Avec le Brexit, les Britanniques ont quitté la politique agricole commune (PAC). Flickr / CC BY-NC-ND 2.0 / Mark Grant-Jones

Difficulté supplémentaire : toutes les démarches se font en ligne et il n’existe aucun numéro de téléphone pour se faire aider. « Ça va être compliqué pour les anciennes générations. Mon père, décédé il y a peu, ne comprenait rien à internet. Sans compter que la connexion n’est pas toujours géniale dans ce coin-là », pointe Tracey. Cette dernière déplore aussi le manque de formation pour s’engager dans les pratiques agricoles durables. Dans le cadre du dispositif pilote, les deux femmes ont planté une trentaine de bouleaux et d’érables au milieu d’un bois plus ancien, situé en contrebas de leur exploitation. « Il a fallu chercher quel espèce était la plus appropriée, à quelle distance les placer les uns des autres… Je n’y connais rien, je suis fermière moi, pas arboricultrice ! » grimace l’éleveuse. Dans l’ensemble, toute la famille Langton déplore l’impréparation du gouvernement britannique en la matière. « Le Brexit a été voté en 2016 et pourtant on a l’impression que tout est fait au dernier moment », souligne Jessica.

En novembre 2021, le ministère de l’Environnement a mis en place un fonds afin de permettre aux exploitants d’acquérir des équipements écologiques, tels que des panneaux solaires pour alimenter des clôtures électriques. « Tout le monde s’est jeté dessus et l’exécutif s’est rendu compte qu’il n’y avait pas assez d’argent dans les caisses… », rapporte Tracey en levant les yeux au ciel.

Outre les difficultés pratiques, le manque de moyens est en effet l’autre défaut essentiel souligné par les agriculteurs. « Ils vont perdre beaucoup d’argent avec cette nouvelle politique », reconnait Ludivine Petetin. De fait, la famille de Tracey perçoit aujourd’hui près de 15 000 livres annuelles (19 000 euros) via les versements européens et les anciennes subventions environnementales anglaises appelées à disparaître. En comparaison, le projet pilote lui a fait gagner… 200 livres (233 euros). « Les bonnes pratiques sont uniquement basées sur le volontariat.
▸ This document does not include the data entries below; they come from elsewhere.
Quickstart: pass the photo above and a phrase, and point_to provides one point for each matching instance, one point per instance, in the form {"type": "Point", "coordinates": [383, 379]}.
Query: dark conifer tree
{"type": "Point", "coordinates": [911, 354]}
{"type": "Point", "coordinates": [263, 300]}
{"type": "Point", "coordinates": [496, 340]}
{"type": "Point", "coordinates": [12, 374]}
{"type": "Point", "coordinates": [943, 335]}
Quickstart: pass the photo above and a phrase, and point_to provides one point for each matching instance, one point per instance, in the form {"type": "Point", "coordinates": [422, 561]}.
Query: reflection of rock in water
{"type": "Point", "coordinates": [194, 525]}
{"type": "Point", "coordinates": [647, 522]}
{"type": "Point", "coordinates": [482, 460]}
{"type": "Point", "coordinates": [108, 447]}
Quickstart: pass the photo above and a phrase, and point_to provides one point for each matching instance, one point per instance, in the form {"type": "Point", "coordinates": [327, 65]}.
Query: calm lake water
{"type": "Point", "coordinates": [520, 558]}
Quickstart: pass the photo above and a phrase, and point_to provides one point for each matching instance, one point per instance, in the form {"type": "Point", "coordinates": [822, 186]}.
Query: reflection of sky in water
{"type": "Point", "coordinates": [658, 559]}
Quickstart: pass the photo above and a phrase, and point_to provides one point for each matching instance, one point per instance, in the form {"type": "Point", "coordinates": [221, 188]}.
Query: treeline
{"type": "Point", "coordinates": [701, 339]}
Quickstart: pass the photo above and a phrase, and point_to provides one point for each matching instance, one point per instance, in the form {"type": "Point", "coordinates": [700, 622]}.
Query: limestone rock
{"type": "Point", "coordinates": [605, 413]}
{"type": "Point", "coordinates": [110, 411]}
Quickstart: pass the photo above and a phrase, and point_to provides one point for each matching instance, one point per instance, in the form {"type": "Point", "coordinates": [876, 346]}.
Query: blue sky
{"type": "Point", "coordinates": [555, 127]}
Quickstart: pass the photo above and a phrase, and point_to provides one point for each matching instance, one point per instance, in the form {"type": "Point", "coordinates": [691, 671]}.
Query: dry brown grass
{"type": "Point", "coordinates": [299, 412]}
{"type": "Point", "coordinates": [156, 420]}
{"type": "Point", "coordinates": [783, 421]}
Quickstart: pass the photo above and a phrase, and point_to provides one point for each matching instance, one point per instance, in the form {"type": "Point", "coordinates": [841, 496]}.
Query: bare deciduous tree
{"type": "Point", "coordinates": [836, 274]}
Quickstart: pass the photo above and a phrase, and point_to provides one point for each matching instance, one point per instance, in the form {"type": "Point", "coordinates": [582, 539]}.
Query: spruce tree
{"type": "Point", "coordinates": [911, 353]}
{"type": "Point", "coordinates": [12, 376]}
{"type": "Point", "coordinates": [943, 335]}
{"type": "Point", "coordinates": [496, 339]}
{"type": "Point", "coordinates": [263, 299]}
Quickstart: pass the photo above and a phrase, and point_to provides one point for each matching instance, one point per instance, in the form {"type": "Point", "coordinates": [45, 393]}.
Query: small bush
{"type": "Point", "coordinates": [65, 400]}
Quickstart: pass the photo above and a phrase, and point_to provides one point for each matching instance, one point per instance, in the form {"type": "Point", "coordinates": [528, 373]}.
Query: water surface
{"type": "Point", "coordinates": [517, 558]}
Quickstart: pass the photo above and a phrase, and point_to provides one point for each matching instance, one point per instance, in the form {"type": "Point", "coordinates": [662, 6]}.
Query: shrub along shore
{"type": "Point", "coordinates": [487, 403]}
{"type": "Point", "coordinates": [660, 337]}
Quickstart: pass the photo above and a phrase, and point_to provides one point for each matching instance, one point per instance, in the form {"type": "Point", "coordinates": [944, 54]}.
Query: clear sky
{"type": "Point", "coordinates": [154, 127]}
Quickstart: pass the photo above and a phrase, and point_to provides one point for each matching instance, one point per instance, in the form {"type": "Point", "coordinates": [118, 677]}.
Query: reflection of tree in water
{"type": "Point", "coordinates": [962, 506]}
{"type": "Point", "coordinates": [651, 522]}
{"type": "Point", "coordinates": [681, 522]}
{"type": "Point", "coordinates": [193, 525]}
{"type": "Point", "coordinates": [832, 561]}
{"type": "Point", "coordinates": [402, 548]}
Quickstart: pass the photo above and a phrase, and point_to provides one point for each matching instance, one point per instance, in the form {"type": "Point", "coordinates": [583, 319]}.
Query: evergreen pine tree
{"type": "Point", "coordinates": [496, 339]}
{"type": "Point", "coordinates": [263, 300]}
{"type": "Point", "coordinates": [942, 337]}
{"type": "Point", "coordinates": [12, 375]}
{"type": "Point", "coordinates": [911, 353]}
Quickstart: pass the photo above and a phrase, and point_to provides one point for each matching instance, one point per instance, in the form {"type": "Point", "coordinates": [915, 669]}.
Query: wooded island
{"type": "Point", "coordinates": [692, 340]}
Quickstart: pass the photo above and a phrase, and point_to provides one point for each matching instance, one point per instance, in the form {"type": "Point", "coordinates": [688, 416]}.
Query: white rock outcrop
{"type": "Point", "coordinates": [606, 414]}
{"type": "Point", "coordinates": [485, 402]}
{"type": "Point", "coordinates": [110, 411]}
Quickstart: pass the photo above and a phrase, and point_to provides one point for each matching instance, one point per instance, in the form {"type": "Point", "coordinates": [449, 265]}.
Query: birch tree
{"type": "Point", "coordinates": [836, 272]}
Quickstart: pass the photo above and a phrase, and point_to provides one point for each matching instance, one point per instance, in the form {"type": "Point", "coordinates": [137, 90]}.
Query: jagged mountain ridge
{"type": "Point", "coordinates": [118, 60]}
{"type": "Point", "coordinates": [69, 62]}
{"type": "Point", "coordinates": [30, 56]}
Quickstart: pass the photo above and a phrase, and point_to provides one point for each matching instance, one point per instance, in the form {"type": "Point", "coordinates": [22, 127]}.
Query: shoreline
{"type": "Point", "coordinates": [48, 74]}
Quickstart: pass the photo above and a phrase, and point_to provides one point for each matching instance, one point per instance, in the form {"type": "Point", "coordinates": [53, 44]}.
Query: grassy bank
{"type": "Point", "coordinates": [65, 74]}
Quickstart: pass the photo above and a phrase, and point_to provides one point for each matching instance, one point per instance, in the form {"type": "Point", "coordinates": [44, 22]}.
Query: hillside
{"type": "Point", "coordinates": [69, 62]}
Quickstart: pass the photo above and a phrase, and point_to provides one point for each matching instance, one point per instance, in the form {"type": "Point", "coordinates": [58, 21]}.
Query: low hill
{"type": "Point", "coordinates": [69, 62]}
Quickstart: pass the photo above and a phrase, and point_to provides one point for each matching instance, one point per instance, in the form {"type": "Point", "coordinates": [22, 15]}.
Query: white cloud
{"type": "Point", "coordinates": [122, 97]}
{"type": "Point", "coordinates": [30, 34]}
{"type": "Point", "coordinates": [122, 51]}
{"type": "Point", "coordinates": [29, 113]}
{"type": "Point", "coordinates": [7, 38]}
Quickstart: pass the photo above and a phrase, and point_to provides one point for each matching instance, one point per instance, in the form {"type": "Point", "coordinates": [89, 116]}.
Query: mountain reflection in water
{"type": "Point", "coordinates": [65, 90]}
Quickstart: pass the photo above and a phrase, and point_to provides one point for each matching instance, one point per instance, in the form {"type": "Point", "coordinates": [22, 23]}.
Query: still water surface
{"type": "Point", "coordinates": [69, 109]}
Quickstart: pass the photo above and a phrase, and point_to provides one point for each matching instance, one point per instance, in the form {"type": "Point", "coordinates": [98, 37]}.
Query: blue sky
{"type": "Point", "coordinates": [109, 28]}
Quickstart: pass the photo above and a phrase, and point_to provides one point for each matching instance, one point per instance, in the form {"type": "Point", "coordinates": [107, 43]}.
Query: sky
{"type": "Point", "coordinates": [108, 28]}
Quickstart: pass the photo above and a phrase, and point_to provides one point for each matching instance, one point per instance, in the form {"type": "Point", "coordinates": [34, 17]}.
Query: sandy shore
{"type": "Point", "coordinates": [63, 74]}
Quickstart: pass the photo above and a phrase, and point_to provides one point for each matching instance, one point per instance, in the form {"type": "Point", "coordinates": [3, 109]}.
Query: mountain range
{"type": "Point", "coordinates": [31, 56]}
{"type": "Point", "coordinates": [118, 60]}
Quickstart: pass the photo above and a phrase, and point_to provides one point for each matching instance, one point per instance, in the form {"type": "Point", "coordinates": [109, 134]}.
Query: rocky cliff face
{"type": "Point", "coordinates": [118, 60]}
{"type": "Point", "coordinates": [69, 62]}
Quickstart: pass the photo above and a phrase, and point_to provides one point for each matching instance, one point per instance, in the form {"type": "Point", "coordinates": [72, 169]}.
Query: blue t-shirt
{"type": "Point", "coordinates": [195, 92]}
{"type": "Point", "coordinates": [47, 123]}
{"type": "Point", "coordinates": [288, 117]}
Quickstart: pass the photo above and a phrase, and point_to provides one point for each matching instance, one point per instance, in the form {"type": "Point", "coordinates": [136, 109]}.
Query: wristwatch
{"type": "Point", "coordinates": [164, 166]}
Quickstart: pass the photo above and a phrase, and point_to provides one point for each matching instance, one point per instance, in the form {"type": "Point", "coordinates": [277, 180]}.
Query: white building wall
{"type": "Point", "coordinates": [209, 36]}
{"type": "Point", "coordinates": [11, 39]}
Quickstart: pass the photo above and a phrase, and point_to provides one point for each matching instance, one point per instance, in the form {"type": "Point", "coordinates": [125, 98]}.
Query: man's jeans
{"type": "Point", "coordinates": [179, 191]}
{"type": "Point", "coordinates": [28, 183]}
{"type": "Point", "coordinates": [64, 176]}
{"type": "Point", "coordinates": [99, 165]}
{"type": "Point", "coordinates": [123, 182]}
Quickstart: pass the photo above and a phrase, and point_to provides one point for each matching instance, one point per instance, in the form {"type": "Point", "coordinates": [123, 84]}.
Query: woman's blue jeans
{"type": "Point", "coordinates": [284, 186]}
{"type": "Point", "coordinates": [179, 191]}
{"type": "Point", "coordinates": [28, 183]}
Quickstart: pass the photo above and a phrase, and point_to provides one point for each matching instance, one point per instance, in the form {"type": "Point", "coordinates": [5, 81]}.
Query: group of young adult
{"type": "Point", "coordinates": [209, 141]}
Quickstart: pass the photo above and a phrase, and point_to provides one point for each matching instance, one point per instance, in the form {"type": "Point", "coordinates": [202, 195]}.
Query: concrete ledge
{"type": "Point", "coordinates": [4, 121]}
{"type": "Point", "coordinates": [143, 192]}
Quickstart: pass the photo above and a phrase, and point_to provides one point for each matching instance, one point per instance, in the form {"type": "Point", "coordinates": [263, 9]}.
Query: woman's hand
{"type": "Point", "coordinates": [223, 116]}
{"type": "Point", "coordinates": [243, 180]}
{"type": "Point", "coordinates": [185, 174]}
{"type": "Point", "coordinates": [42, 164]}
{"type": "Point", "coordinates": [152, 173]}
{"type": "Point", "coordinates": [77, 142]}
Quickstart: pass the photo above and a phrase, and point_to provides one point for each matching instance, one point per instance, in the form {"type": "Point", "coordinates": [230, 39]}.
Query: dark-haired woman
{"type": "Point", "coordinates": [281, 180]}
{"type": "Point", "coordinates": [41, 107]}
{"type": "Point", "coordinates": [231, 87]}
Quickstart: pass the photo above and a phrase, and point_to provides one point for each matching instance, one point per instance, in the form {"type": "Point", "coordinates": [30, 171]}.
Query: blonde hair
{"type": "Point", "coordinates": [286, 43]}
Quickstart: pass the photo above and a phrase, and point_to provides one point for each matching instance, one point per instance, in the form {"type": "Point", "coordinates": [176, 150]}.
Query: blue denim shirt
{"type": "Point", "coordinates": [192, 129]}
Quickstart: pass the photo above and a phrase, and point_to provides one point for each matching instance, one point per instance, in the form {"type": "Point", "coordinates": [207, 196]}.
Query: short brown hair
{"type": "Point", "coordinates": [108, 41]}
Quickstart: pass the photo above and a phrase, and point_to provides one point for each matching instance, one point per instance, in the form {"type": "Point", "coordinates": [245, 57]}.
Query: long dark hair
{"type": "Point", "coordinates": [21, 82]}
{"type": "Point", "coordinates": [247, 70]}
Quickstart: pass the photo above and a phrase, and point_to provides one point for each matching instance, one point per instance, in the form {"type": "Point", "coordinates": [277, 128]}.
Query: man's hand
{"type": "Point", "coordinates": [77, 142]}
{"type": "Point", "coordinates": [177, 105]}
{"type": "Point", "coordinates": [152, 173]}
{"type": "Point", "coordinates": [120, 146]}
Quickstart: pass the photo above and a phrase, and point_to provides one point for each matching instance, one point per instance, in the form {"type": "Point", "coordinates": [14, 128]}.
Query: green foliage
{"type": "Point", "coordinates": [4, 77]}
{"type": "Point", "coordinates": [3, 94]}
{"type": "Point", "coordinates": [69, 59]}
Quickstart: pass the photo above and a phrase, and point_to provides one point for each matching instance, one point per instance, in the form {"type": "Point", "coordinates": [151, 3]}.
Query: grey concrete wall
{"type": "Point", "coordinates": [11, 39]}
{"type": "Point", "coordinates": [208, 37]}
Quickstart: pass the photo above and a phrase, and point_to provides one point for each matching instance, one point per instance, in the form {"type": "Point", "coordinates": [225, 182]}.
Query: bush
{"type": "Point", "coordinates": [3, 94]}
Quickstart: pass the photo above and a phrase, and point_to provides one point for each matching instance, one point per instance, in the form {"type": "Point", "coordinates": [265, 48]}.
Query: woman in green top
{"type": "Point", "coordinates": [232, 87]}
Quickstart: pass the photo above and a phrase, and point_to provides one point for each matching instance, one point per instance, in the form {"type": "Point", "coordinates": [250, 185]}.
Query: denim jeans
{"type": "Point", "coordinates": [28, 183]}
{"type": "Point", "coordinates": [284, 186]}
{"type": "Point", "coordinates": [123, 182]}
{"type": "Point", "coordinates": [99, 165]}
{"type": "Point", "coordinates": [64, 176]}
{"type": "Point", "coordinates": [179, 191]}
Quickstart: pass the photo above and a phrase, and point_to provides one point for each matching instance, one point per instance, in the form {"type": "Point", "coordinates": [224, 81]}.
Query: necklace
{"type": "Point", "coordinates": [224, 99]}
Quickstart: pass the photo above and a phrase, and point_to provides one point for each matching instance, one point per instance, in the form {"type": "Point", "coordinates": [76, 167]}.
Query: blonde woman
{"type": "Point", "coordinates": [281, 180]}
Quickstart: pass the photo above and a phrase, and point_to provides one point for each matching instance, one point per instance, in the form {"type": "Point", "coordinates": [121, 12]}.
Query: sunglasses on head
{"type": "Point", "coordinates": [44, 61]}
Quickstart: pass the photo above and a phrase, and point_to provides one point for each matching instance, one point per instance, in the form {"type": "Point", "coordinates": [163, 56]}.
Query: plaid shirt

Si le dispositif n’est pas assez rémunérateur, alors les exploitants agricoles ne s’y engageront pas » souligne Ludivine Petetin. Pire, certains pourraient tout simplement rendre leur tablier. Les versements européens devraient être réduits de moitié d’ici 2024. Or le rapport parlementaire a montré que les aides de la PAC représentaient une bouée financière pour près d’un tiers des agriculteurs.

Les versements européens doivent être progressivement réduits d’ici la fin de l’année 2027 au profit de subsides verts « made in England ». Flickr / CC / Ian Livesey

Des légumineuses fourragères pour fertiliser naturellement le sol

La transition vers une agriculture écologique devrait être d’autant plus compliquée pour les éleveurs engagés de longue date dans des modèles intensifs. « Pour ceux qui ont des grandes exploitations, il n’est pas facile de réduire les quantités de fertilisant industriel. Quand on a près de mille vaches, on a intérêt à avoir suffisamment d’herbe pour les nourrir donc à maximiser le rendement du sol. Sinon, la production de lait s’effondre et les profits aussi. Pour nous c’est facile, on a de la place et un petit cheptel, on peut se permettre de faire des expérimentations », souligne Jessica. Depuis dix ans, la famille de Tracey a en effet mis en place des mesures de protection du sol. Leurs terres sont des « prairies permanentes », c’est-à-dire des terrains herbeux peu travaillés. Un champ en particulier, situé en contrebas de la ferme, a été prénommé le « champ des vanneaux » en référence aux oiseaux qui viennent y faire leur nid. « Tous les ans, d’avril à juin, nous laissons seulement quelques vaches brouter ici, c’est ce qui permet à la biodiversité de se développer », dit Jessica.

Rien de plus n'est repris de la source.